During the time period in which Shalit was in captivity, the Shalit issue became a highly debated and controversial matter within the Israeli public. Following the calls from terror victims' widows in 2009 to release the killers of their loved ones in exchange for Shalit, Ze'ev Rapp, the father of the late Helena Rapp, publicly expressed his strong objection:"Those who support this move don't understand the grief they're causing us. The memory of our loved ones cries out from beneath the earth for revenge. Blood is pouring from our heart and soul; stop bringing up these "bleeding hearts" ideas. [...] Stop drinking our blood!"

The Israeli press also extensively debated this issue. Israeli analyst Dan Schueftan has called the possible swap deal "the greatest significant victory for terrorism that Israel has made possible since its establishment". Daniel Bar-Tal, a professor of political psychology at Tel Aviv University, said "Here we see the basic dilemmas between the individual and the collective, and we see victim pitted against victim. Gilad Shalit is a victim who was violently kidnapped, in a way that Israelis do not consider to be a normative means of struggle. Therefore, one side says, he should be returned at any price. But the families of those killed in terrorist attacks and the people who were wounded in those attacks are victims, too, and they say that no price should be paid to the murderers.
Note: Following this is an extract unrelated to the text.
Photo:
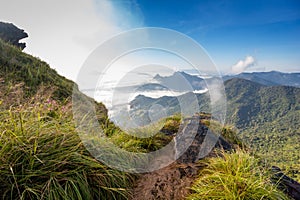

And it is truly a dilemma, because no side is right, and no side is wrong." Others believe that the disagreement among Israelis represents rifts and changes within Israeli society. Attorney Dalia Gavriely-Nur, a lecturer at Bar-Ilan University, says that the camp opposing the prisoners deal is holding onto a view of society, in which the individual was expected to sacrifice himself for the good of society; the camp supporting the prisoner release is expressing a shift to a more privatized society.

The debate over this issue was also reflected amongst others in the Israeli cabinet meeting in which the agreement was approved, after being supported by 26 ministers and opposed by three ministers—Avigdor Lieberman, Moshe Ya'alon, and Uzi Landau who said "... this deal is a triumph for terror and [is] detrimental to Israel's security and deterrence".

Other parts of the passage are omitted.